Published online by Cambridge University Press:  21 May 2018

ANTONIO BLANCA
Affiliation:
School of Computer Science, Georgia Institute of Technology, Atlanta, GA 30332, USA (e-mail: [email protected], [email protected])
YUXUAN CHEN
Affiliation:
Computer Science Department, Columbia University, New York, NY 10027, USA (e-mail: [email protected])
DAVID GALVIN
Affiliation:
Department of Mathematics, University of Notre Dame, Notre Dame, IN 46656, USA (e-mail: [email protected])
DANA RANDALL
Affiliation:
School of Computer Science, Georgia Institute of Technology, Atlanta, GA 30332, USA (e-mail: [email protected], [email protected])
PRASAD TETALI
Affiliation:
School of Mathematics, Georgia Institute of Technology, Atlanta, GA 30332, USA (e-mail: [email protected])

Abstract

The hard-core model has attracted much attention across several disciplines, representing lattice gases in statistical physics and independent sets in discrete mathematics and computer science.
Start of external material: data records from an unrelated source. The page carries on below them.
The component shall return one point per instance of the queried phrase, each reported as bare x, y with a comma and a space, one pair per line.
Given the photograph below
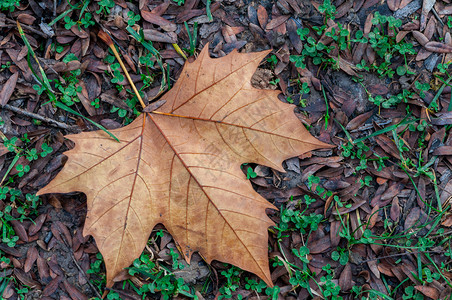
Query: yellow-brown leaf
180, 166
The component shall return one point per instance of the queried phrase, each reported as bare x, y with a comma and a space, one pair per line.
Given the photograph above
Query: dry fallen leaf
180, 166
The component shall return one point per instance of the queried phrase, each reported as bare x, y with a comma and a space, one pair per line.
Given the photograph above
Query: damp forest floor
368, 219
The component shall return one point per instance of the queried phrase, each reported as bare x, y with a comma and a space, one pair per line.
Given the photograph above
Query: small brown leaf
395, 209
26, 279
32, 255
157, 20
180, 166
320, 245
43, 269
52, 286
20, 230
36, 226
420, 37
345, 279
393, 4
262, 16
276, 22
73, 292
427, 6
428, 291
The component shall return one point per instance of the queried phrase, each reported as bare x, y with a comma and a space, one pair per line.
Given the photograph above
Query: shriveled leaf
430, 292
180, 166
8, 89
438, 47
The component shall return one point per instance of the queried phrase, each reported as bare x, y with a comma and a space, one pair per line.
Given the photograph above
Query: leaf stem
106, 38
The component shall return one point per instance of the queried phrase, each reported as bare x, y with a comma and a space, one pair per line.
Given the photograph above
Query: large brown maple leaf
180, 166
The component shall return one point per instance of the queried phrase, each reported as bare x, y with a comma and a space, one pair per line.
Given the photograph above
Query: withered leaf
430, 292
8, 89
438, 47
180, 166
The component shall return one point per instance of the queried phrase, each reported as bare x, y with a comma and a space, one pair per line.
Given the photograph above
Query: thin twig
71, 252
399, 254
107, 39
39, 117
29, 28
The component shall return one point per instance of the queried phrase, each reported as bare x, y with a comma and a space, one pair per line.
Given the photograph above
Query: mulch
51, 258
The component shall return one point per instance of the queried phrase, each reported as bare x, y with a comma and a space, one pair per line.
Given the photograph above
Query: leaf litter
382, 195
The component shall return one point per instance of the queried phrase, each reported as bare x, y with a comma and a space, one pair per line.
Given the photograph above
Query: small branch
39, 117
29, 28
107, 39
71, 252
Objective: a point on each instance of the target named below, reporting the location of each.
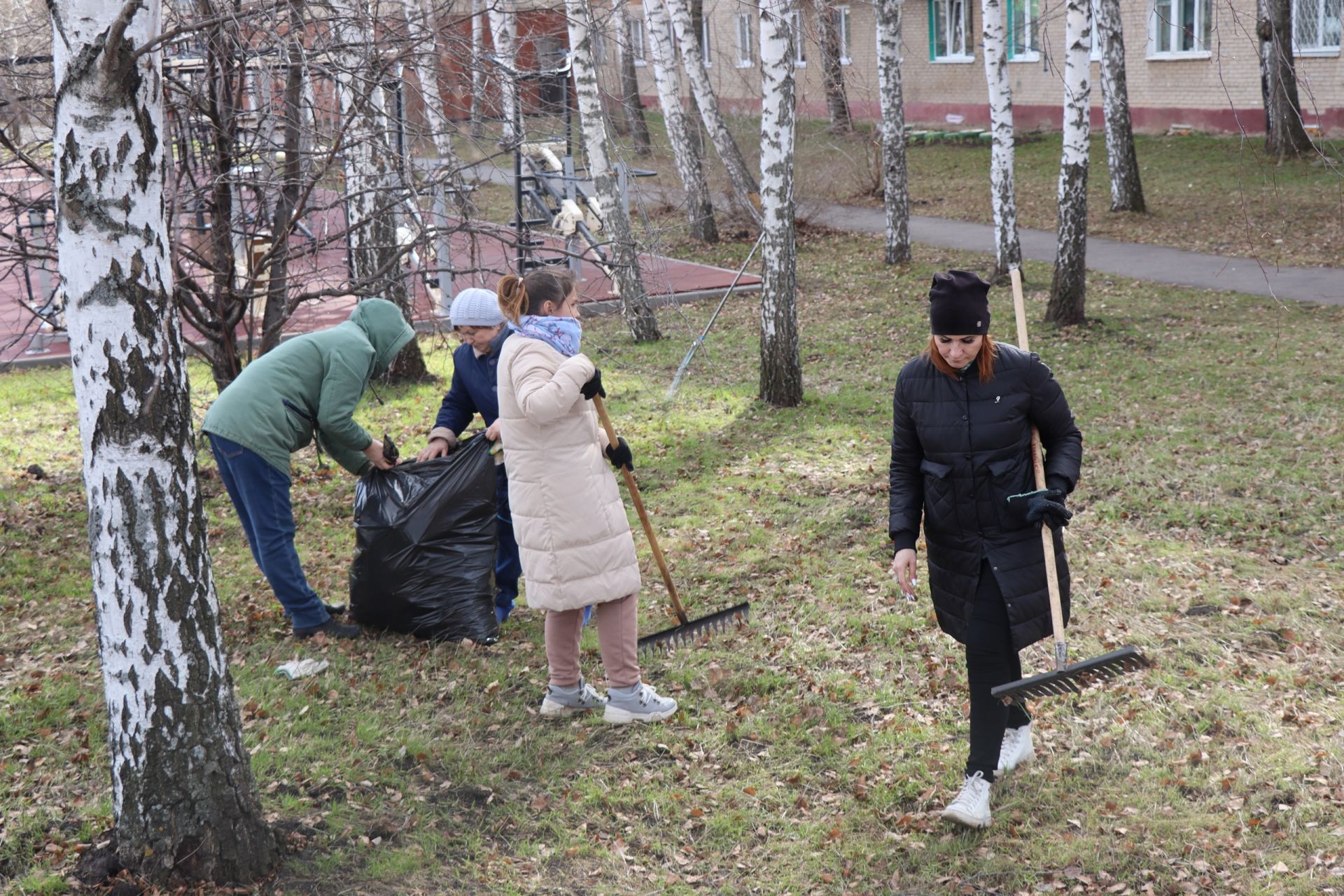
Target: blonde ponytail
(512, 298)
(528, 295)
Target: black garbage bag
(425, 547)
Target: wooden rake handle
(644, 514)
(1047, 539)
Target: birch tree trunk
(183, 794)
(663, 57)
(503, 20)
(895, 187)
(422, 30)
(477, 127)
(745, 190)
(832, 70)
(1126, 190)
(277, 284)
(1004, 200)
(1285, 137)
(616, 222)
(781, 371)
(370, 166)
(1069, 289)
(631, 106)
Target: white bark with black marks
(1126, 190)
(1285, 134)
(781, 370)
(1069, 288)
(663, 58)
(183, 794)
(616, 220)
(1003, 195)
(832, 69)
(895, 186)
(503, 23)
(477, 115)
(632, 111)
(746, 194)
(372, 175)
(422, 30)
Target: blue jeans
(507, 568)
(261, 498)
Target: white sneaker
(1018, 750)
(638, 703)
(565, 701)
(971, 808)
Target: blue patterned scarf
(561, 333)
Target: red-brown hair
(984, 360)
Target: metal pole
(699, 342)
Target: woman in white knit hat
(477, 321)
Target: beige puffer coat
(573, 535)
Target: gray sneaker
(638, 703)
(565, 701)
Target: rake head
(1074, 678)
(691, 631)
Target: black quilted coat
(958, 449)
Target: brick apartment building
(1189, 62)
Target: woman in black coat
(961, 460)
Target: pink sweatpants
(617, 636)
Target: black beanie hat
(958, 304)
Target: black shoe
(332, 609)
(331, 629)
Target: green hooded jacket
(309, 386)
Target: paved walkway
(1156, 264)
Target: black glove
(593, 386)
(620, 454)
(1047, 504)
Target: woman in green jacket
(304, 388)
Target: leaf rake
(689, 630)
(1063, 679)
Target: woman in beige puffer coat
(573, 535)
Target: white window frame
(1022, 8)
(967, 39)
(1156, 26)
(1320, 49)
(745, 58)
(843, 24)
(800, 52)
(638, 42)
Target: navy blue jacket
(473, 388)
(475, 391)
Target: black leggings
(991, 662)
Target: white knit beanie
(476, 307)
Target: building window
(1316, 27)
(745, 41)
(1025, 30)
(1182, 27)
(949, 23)
(841, 22)
(800, 51)
(638, 41)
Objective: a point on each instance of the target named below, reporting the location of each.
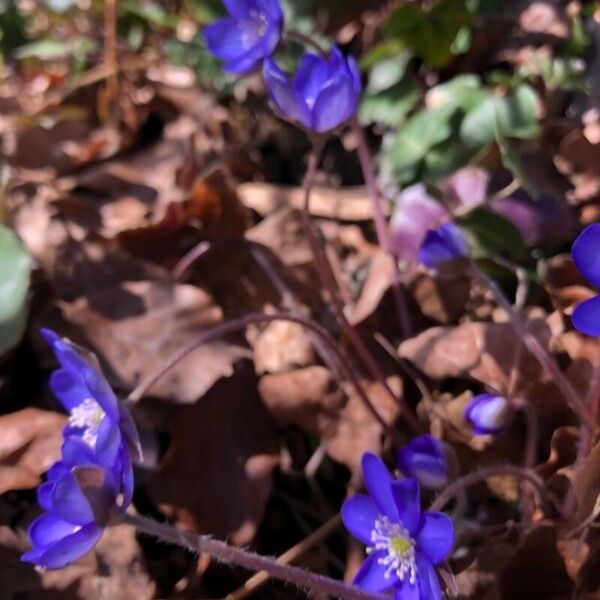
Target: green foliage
(14, 282)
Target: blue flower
(488, 413)
(443, 244)
(247, 36)
(403, 544)
(323, 94)
(423, 459)
(586, 254)
(94, 477)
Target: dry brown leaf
(136, 326)
(216, 475)
(30, 441)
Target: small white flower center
(88, 415)
(400, 547)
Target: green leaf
(491, 234)
(14, 282)
(391, 106)
(430, 32)
(419, 134)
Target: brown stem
(227, 554)
(321, 266)
(534, 346)
(241, 324)
(381, 227)
(501, 470)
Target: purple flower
(586, 254)
(488, 413)
(247, 36)
(94, 476)
(423, 459)
(443, 244)
(323, 94)
(403, 544)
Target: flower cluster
(586, 254)
(325, 90)
(403, 543)
(94, 477)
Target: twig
(226, 554)
(289, 556)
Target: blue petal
(48, 528)
(436, 536)
(429, 583)
(68, 387)
(336, 103)
(408, 502)
(228, 38)
(358, 514)
(379, 484)
(311, 77)
(371, 575)
(586, 316)
(283, 95)
(69, 502)
(586, 253)
(66, 550)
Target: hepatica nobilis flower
(323, 94)
(488, 413)
(249, 34)
(423, 459)
(403, 543)
(586, 254)
(94, 477)
(443, 244)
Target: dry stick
(241, 324)
(289, 556)
(321, 266)
(534, 346)
(381, 227)
(451, 490)
(226, 554)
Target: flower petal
(67, 549)
(586, 253)
(436, 536)
(408, 502)
(336, 103)
(371, 575)
(48, 528)
(586, 316)
(69, 502)
(378, 482)
(359, 514)
(429, 583)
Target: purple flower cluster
(94, 477)
(586, 254)
(325, 90)
(403, 543)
On finite graphs, we are given a parameter λ, and an independent set I arises with probability proportional to λ|I|. On infinite graphs a Gibbs measure is defined as a suitable limit with the correct conditional probabilities, and we are interested in determining when this limit is unique and when there is phase coexistence, i.e., existence of multiple Gibbs measures.

It has long been conjectured that on ℤ2 this model has a critical value λc ≈ 3.796 with the property that if λ < λc then it exhibits uniqueness of phase, while if λ > λc then there is phase coexistence. Much of the work to date on this problem has focused on the regime of uniqueness, with the state of the art being recent work of Sinclair, Srivastava, Štefankovič and Yin showing that there is a unique Gibbs measure for all λ < 2.538. Here we explore the other direction and prove that there are multiple Gibbs measures for all λ > 5.3506. We also show that with the methods we are using we cannot hope to replace 5.3506 with anything below 4.8771.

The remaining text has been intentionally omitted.